I stood long on the spot the girl pointed out to us, amid the gracefully drooping golden-rods, and looked at the same sky old John Brown looked his last upon, and the same groves, and the distant Blue Ridge, the sight of whose cerulean summits, clad in Sabbath tranquillity and softest heavenly light, must have conveyed a sweet assurance to his soul.

Then I turned and looked at the town, out of which flocked the curious crowds to witness his death. Over the heads of the spectators, over the heads of the soldiery surrounding him, his eye raged until arrested by one strangely prominent object. There it still stands on the outskirts of the town, between it and the fields,—a church, pointing its silent finger to heaven, and recalling to the earnest heart those texts of Scripture from

which John Brown drew his inspiration, and for the truth of which he willingly gave his life.

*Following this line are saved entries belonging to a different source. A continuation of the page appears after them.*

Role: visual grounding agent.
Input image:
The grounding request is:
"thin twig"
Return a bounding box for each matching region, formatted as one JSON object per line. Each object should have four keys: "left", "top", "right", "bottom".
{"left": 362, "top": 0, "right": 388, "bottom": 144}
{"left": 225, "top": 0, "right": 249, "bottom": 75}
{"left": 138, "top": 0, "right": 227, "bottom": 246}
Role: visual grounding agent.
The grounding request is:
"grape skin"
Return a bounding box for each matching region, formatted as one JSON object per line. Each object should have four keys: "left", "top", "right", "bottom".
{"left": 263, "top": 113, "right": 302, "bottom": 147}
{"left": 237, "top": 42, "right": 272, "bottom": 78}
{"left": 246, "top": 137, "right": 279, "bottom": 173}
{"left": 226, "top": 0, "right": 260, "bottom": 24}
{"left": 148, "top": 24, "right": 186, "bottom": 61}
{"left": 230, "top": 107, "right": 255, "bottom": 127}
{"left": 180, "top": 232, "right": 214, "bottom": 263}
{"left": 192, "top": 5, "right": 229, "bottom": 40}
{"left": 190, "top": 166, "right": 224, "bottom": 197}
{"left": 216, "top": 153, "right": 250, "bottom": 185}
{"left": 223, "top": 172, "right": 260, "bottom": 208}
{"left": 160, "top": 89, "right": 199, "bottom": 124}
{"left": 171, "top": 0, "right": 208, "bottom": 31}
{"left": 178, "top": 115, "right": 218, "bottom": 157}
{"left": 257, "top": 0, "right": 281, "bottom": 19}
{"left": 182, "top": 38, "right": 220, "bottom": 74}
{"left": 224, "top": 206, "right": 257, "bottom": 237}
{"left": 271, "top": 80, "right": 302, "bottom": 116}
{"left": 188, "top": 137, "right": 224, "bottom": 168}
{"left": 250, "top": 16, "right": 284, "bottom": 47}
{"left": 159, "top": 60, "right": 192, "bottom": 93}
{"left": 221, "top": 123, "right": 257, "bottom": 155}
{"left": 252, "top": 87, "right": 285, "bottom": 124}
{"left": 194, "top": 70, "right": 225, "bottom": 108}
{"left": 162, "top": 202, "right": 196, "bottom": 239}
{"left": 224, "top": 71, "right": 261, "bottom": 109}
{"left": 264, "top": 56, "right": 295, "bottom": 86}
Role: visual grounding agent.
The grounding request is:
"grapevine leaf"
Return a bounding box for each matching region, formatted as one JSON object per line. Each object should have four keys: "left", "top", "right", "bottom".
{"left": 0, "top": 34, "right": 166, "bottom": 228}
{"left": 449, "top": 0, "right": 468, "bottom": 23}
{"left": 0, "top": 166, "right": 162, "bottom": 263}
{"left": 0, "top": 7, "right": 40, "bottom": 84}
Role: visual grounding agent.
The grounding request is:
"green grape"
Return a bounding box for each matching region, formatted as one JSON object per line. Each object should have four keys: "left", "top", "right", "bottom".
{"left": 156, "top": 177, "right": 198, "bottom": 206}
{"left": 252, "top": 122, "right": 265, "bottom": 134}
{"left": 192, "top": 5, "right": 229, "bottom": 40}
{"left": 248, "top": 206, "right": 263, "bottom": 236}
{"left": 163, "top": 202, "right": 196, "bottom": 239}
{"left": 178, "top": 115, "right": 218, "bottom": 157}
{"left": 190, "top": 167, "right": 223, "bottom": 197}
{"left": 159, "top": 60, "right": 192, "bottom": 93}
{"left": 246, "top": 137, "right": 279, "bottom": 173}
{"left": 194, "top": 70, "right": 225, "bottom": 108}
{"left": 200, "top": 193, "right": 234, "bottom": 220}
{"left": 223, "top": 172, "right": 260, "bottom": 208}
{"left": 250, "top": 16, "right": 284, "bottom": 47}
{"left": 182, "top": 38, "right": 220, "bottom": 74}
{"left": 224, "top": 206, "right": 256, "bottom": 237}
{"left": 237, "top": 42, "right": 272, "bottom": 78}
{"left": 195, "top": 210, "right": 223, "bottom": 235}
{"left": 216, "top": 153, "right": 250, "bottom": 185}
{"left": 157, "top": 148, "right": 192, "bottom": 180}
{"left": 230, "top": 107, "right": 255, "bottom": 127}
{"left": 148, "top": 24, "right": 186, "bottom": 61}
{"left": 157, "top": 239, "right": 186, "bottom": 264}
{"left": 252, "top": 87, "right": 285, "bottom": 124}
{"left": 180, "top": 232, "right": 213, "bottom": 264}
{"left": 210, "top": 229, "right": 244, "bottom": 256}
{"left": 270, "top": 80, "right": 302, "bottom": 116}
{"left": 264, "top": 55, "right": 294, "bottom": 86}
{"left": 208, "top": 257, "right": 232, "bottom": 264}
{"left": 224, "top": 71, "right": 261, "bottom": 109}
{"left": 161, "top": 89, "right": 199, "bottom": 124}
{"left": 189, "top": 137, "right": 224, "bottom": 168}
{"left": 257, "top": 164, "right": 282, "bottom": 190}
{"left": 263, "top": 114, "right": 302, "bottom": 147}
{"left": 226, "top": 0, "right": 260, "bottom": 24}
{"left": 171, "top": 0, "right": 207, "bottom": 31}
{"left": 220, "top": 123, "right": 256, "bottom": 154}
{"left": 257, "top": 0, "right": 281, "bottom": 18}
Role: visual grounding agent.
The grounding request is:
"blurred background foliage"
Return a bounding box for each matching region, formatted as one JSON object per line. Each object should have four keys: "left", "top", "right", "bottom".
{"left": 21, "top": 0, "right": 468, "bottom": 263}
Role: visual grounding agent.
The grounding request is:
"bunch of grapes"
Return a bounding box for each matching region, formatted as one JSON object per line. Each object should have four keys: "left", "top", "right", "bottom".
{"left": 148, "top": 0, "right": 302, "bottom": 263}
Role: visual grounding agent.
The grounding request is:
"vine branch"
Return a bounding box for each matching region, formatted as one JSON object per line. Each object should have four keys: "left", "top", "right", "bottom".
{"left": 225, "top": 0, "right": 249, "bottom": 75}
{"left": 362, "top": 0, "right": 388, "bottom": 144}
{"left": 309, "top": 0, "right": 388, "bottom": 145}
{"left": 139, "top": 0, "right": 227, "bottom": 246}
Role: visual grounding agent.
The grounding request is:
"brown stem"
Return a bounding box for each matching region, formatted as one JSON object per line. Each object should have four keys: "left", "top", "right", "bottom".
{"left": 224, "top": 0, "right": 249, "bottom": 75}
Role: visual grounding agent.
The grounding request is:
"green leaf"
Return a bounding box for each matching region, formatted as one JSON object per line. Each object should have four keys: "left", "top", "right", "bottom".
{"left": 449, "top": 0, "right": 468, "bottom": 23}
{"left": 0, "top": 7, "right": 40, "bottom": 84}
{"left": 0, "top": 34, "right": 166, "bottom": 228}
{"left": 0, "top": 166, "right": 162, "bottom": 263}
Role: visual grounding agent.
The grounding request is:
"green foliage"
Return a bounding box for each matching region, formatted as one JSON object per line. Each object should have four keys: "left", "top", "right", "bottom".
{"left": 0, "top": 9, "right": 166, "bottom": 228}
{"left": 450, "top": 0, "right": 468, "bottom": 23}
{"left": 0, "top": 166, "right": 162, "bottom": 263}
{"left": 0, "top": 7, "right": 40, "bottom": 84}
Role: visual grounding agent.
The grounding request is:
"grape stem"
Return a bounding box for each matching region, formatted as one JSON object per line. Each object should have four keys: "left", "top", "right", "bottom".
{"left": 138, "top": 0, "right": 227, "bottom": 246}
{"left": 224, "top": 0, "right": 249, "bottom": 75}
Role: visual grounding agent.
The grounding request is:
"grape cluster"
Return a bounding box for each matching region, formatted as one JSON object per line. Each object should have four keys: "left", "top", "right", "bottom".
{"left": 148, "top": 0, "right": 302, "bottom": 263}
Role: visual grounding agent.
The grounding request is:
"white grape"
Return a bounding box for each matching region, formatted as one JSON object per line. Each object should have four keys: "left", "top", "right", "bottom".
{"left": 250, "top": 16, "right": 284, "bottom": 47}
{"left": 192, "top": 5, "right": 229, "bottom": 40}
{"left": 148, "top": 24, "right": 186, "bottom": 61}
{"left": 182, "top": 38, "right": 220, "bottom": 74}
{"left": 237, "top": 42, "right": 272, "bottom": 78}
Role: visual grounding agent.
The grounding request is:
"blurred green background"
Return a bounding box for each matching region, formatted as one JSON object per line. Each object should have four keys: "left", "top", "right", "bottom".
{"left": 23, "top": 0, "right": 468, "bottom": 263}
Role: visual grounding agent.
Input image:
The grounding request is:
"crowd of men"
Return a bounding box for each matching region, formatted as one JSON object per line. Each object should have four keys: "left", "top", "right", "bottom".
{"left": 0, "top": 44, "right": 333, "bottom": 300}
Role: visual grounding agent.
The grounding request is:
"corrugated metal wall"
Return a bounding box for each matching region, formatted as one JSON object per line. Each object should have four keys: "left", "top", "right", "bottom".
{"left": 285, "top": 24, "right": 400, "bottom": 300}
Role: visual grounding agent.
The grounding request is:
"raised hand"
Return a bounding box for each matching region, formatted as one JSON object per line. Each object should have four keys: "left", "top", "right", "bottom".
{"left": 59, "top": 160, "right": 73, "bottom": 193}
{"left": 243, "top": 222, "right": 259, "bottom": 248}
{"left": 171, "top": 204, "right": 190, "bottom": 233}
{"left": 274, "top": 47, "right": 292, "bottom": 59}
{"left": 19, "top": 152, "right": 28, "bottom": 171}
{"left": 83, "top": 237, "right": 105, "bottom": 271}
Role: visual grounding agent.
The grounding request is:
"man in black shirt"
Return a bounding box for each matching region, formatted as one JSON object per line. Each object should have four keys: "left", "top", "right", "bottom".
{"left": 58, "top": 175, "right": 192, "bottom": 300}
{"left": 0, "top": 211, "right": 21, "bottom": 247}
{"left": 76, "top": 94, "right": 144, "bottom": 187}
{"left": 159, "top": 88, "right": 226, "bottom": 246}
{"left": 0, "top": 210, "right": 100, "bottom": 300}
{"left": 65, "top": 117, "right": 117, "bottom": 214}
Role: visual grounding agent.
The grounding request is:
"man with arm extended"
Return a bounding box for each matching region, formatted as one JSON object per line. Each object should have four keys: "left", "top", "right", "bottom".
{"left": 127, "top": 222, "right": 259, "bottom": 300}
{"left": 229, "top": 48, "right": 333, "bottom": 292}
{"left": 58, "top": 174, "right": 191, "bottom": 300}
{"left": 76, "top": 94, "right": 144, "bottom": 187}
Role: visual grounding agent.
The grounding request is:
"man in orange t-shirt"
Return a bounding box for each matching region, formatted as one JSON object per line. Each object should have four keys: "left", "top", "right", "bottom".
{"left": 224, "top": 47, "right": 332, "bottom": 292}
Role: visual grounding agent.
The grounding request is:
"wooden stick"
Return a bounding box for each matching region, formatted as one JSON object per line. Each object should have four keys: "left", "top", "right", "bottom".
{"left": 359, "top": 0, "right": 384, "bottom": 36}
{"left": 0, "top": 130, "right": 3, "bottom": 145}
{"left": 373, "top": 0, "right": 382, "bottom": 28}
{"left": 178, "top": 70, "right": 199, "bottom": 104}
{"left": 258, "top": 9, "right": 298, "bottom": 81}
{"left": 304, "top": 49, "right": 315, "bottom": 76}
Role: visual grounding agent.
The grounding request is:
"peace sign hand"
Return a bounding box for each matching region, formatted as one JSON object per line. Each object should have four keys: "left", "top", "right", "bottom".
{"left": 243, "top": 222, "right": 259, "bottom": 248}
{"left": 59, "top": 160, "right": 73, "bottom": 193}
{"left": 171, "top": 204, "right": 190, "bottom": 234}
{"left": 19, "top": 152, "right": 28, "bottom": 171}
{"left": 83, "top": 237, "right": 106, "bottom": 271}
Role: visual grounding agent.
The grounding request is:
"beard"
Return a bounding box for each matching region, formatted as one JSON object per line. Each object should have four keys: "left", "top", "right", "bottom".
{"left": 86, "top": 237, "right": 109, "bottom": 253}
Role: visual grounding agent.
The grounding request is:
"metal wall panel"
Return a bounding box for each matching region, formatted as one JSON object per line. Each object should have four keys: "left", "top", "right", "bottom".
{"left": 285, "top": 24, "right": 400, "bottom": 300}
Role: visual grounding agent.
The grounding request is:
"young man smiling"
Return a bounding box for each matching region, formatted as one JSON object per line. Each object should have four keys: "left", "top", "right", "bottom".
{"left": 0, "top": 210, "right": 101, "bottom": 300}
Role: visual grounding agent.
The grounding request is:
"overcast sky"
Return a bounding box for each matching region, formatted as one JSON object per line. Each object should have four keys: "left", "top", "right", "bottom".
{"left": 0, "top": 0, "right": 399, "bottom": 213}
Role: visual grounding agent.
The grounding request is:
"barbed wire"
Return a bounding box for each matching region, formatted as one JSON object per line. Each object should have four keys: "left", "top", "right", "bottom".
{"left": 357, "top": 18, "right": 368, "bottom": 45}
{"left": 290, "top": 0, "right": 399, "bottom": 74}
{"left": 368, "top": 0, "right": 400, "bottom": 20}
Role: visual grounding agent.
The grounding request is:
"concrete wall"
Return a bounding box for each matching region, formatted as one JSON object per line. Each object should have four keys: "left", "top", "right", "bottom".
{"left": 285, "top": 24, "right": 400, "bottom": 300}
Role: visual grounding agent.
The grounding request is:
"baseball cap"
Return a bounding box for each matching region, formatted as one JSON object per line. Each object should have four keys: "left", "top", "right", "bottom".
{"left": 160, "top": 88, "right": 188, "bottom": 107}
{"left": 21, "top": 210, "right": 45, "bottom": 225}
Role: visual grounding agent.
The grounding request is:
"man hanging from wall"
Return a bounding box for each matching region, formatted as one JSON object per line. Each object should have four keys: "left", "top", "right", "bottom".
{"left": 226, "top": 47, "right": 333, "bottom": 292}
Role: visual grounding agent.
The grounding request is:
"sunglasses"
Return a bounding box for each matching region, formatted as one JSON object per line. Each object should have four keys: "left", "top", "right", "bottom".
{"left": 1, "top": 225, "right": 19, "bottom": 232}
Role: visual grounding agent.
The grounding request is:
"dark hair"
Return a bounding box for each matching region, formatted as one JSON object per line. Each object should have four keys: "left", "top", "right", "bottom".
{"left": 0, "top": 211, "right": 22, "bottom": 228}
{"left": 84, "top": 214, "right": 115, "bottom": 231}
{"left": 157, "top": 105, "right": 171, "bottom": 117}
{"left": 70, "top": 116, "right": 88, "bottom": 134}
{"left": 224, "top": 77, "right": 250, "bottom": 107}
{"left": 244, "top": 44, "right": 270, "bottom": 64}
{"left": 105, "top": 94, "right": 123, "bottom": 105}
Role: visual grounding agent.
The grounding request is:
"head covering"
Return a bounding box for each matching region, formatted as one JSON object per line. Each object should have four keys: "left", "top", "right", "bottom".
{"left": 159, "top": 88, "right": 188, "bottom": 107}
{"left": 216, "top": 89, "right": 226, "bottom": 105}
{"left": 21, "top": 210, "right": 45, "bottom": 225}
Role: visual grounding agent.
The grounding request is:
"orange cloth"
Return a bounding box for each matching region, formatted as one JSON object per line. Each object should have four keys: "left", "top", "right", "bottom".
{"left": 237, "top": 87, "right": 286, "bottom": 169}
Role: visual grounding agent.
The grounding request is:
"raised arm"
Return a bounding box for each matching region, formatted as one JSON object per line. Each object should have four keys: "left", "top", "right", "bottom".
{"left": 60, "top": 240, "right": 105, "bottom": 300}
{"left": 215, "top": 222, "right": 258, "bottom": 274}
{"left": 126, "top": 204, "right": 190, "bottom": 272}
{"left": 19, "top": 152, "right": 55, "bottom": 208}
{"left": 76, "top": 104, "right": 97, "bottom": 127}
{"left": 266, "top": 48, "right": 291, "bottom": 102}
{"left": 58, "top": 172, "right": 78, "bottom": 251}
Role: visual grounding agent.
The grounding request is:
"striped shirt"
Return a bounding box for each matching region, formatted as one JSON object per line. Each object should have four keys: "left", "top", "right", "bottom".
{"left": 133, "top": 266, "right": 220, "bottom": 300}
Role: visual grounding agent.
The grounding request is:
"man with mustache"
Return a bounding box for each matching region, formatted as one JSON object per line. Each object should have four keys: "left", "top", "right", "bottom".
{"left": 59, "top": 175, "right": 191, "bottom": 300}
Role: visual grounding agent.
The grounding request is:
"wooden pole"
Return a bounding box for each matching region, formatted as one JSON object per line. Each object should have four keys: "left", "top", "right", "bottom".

I had the curiosity to stop at this church on our way back to the town. The hand of ruin had smitten it. Only the brick walls and zinc-covered spire remained uninjured. The belfry had been broken open, the windows demolished. The doors were gone. Within, you saw a hollow thing, symbolical. Two huge naked beams extended from end to end of the empty walls, which were scribbled over with soldiers' names, and with patriotic mottoes interesting for proud Virginians to read. The floors had been torn up and consumed in cooking soldiers' rations; and the foul and trampled interior showed plainly what use it had served. The church, which overlooked John Brown's martyrdom, and under whose roof his executioners assembled afterwards to worship, not the God of the poor and the oppressed, but the God of the slaveholder and the aristocrat, had been converted into a stable.